La Plata County is the state’s third-highest gas producer with about 2,900 active wells. About 60 percent of the county’s non-federal lands would be closed to new drilling. Bear in mind, the southern part of the county is Southern Ute Tribal land, and the tribe may not adopt the new setbacks.

The legislative council estimates the measure will have a negative impact on state and local revenues. Due to market conditions, oil and gas tax collections fluctuate wildly year to  year. In 2017, oil and natural gas producers paid an estimated $496.7 million in property taxes to local governments and school and special districts across the state.

In La Plata County, oil and gas makes up for about 26 percent of property taxes, or around $3.7 million. However, oil and gas activity has been slowly declining for decades.

The Ayes:

• People living near fracking have experienced respiratory problems, headaches and nausea as well as increased noise, traffic, dust, light and odors.
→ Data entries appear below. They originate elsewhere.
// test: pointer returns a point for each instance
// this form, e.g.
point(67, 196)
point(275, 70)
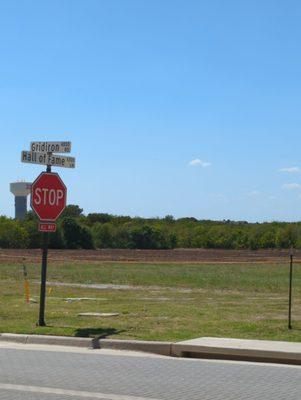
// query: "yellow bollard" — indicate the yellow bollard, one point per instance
point(26, 284)
point(27, 292)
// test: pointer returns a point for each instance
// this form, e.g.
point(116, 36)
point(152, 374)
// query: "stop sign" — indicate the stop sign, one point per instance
point(48, 196)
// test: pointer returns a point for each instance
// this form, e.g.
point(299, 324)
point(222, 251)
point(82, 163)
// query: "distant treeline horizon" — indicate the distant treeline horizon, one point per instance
point(75, 230)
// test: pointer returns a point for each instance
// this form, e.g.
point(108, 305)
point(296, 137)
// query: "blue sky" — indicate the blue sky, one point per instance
point(142, 88)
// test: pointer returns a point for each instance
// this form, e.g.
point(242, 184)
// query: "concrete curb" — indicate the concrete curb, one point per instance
point(240, 350)
point(205, 348)
point(161, 348)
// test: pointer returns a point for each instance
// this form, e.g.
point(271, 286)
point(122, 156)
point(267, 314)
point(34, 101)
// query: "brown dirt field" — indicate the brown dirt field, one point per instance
point(151, 256)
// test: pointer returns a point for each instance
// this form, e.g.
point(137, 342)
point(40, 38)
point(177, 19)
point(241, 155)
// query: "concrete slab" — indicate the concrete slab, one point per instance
point(101, 315)
point(240, 349)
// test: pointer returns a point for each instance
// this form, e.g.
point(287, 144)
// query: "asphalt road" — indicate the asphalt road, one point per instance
point(48, 373)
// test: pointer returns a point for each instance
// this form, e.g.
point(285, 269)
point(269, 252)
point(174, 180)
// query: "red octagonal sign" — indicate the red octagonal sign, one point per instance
point(48, 196)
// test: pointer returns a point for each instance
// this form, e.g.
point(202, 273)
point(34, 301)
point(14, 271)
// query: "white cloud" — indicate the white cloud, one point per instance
point(254, 193)
point(291, 186)
point(199, 163)
point(290, 170)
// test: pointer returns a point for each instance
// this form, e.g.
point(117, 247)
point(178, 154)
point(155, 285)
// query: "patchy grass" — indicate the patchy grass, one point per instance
point(241, 300)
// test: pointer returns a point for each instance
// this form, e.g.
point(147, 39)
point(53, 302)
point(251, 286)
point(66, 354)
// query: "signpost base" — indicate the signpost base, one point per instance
point(43, 280)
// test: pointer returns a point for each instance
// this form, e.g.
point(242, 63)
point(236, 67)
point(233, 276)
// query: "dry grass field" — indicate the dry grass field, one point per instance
point(170, 295)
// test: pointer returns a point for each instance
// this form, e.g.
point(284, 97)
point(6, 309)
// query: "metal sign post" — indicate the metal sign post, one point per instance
point(48, 198)
point(290, 326)
point(41, 321)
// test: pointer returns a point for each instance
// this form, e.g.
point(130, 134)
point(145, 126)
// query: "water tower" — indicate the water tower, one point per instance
point(20, 190)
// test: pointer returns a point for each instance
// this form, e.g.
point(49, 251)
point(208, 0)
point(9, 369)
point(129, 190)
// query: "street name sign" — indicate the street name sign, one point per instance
point(50, 147)
point(47, 227)
point(50, 159)
point(48, 196)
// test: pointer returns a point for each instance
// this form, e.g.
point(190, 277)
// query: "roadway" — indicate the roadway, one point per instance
point(32, 372)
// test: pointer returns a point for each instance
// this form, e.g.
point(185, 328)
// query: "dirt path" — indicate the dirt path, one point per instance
point(151, 256)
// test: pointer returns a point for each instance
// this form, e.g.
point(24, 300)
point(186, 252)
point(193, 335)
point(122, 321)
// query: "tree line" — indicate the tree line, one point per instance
point(98, 230)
Studies link emissions to cancer, respiratory problems, endocrine disruption, low birth weights, birth defects, high infant mortality and more. In addition, fracking fouls air, water and land and deteriorates home values.

• Prop 112 provides property owners with greater certainty about the location of new wells and may help improve the quality of life and property values.

• There have been at least 15 oil and gas related explosions since 2017, several of which have killed or severely burned workers and residents.

• More than 2,200 complaints related to oil and gas have been filed with the COGCC since January 2015

• Allegations of economic adversity as a result of 112 are overblown. Less than 1 percent of Colorado’s state revenue is generated by oil and gas. In 2014-15, when oil and gas slumped due to a glut in supply and prices, the state’s economy actually increased.

• The setbacks only apply to new wells. Colorado currently has more than 50,000 producing wells that will not be affected.

The Nays:

• Oil and gas is important to Colorado’s economy, generating an estimated $10.9 billion in production value in 2017 and supporting as many as 34,000 jobs and many other industries. Proposition 112 will reduce these economic benefits and put jobs at risk. It may result in lower payments to mineral owners and reduced tax revenue for schools and other services.

• Existing COGCC setback requirements provide a balanced approach to protecting public health, safety and the environment. The existing setbacks were developed through a collaborative process and guided by technical expertise. Under current law, the COGCC has the authority to modify setbacks in the future, if needed.

• The measure will shut down the state’s oil and gas industry, causing companies to pack up and move out of state.

• The setback distance is arbitrary and capricious and not scientifically based. More studies are needed to determine if fracking emissions harm humans.

Our two cents: Quite possibly the most contentious and divisive measure on this year’s ballot, we really wrestled with this one. However, the more we dug into it, the more the benzene, formaldehyde and acetaldehyde haze began to clear: more study is needed on fracking exposure. Isn’t it better to be safe then sorry?

Sure, oil and gas brings money into the state, but what about the costs we pay with our health, environment, climate and quality of life? People and heavy industry don’t mix – plain and simple. And if you think this is only a Front Range problem, you need only take a drive out into the county or check out the methane hot spot hovering over the Four Corners.

Plus, one can’t help but be reminded of the lessons of hard-rock and uranium mining here. What happens when the industry goes belly up and citizens are left holding the bag for the clean-up of tens of thousands of leaky wells and contaminated sites?

Enough is enough. Prop 112 sends a message to oil and gas that they can no longer run roughshod over the land and carpet bomb every last corner of our beautiful state. It’s time to move away from extractive energy and find cleaner solutions, and the climate clock is ticking. Even if this means some people never talk to me again, vote yes on 112.